Hay una esencia o espíritu en nuestro desarrollo social que nació del campo, se desarrolló
pegado a la tierra y a sus demandas, y que hace décadas, de la mano del desarrollo
industrial y tecnológico, se extendió a las ciudades. Estas, embarcadas en una carrera por
alcanzar nuestro estado del bienestar a través del consumo incesante y el impulso del
individualismo que busca su propio placer, terminaron engullendo milenios de vida en
comunidad. El esfuerzo y el trabajo en grupo, la resistencia con sacrificio frente a las
dificultades, quedaron sepultados y olvidados por todos. Y ahí perdimos una ocasión única.
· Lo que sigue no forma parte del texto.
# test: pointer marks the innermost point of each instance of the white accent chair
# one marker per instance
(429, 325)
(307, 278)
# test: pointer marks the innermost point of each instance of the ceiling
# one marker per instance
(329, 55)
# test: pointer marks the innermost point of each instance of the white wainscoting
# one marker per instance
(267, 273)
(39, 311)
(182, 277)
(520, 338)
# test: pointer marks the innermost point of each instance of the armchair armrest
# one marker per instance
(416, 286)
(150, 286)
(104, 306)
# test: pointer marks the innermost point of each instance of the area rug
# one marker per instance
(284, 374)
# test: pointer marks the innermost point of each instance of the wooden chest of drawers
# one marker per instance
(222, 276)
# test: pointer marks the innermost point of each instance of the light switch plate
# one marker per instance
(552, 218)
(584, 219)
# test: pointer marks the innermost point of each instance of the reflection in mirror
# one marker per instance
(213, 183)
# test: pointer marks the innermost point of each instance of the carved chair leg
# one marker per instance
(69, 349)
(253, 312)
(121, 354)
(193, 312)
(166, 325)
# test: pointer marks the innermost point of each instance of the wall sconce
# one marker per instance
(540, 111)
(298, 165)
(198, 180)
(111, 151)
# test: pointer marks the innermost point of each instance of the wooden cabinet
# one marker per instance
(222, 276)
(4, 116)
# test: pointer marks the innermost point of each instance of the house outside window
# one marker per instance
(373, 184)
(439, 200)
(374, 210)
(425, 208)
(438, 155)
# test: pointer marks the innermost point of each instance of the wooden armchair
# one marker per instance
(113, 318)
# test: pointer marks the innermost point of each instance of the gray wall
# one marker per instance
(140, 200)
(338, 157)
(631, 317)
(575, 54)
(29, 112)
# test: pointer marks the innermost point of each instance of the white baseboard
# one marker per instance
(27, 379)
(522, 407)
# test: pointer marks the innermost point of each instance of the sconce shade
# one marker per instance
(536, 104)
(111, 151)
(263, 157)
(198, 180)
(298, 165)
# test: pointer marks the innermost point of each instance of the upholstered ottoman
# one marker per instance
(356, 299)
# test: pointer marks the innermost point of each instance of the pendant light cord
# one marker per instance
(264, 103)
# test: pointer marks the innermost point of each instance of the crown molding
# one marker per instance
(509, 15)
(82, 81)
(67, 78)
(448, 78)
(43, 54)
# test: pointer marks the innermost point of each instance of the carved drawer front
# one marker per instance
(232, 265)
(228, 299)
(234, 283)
Poco a poco nos adentramos en una desescalada del confinamiento social que traerá de
nuevo el contacto entre habitantes urbanos y habitantes rurales. Y es ahora cuando, los
custodios de un territorio abandonado que se pierde en la bruma, alzamos la voz. Llevamos
en nuestras manos la esencia de una forma de vida que aún pervive y queremos que cuando
se nos saque a la luz por lo que nuestra cultura rural aporta, se reconozca una trayectoria de
siglos, nuestro recorrido ancestral. El espíritu de nuestros pueblos es el de la unión en
tiempos de dureza y crisis. Nos alegra que en las ciudades se esté recuperando este espíritu
también, y que dure. Ojalá que cuando todo esto pase, en un futuro que aún no
vislumbramos, ese espíritu sea no solamente el que nos une, sino también el que nos
visibiliza y reconoce. Somos algo más que números y estadística, somos algo más que
cantera de la que extraer riqueza; mucho más que parques temáticos donde la ciudad viene
a satisfacer sus necesidades según sus reglas y principios. No. Hay un pulso de vida en la
España abandonada que es memoria viva todavía, un latido del que se puede aprender y
que hay que respetar desde la humildad, desde el deseo consciente de recibir lo que nos
ofrece. Siendo parte de su conservación, porque este es el auténtico desarrollo de los
pueblos, y no otro.
Miradnos más allá de vuestra mirada urbano-centrista. Poneos en nuestro lugar. Cuando
vengáis a visitarnos, apreciad el paisaje, las costumbres, el patrimonio, sí. Pero entended
que nuestro patrimonio intangible incluye unos valores que apreciamos y conservamos. Que
queremos que sean de todos. Que somos ciudadanía, aunque seamos rurales, y pedimos
que os unáis a nosotros cuando exigimos que se nos reconozca como ciudadanía española
con todos los derechos sociales asignados. Miradnos. Hay un espíritu en los pueblos que
ningún virus nos va a quitar. Queremos compartirlo. Y queremos que, en esta lucha y
defensa del territorio, vosotros también estéis presentes.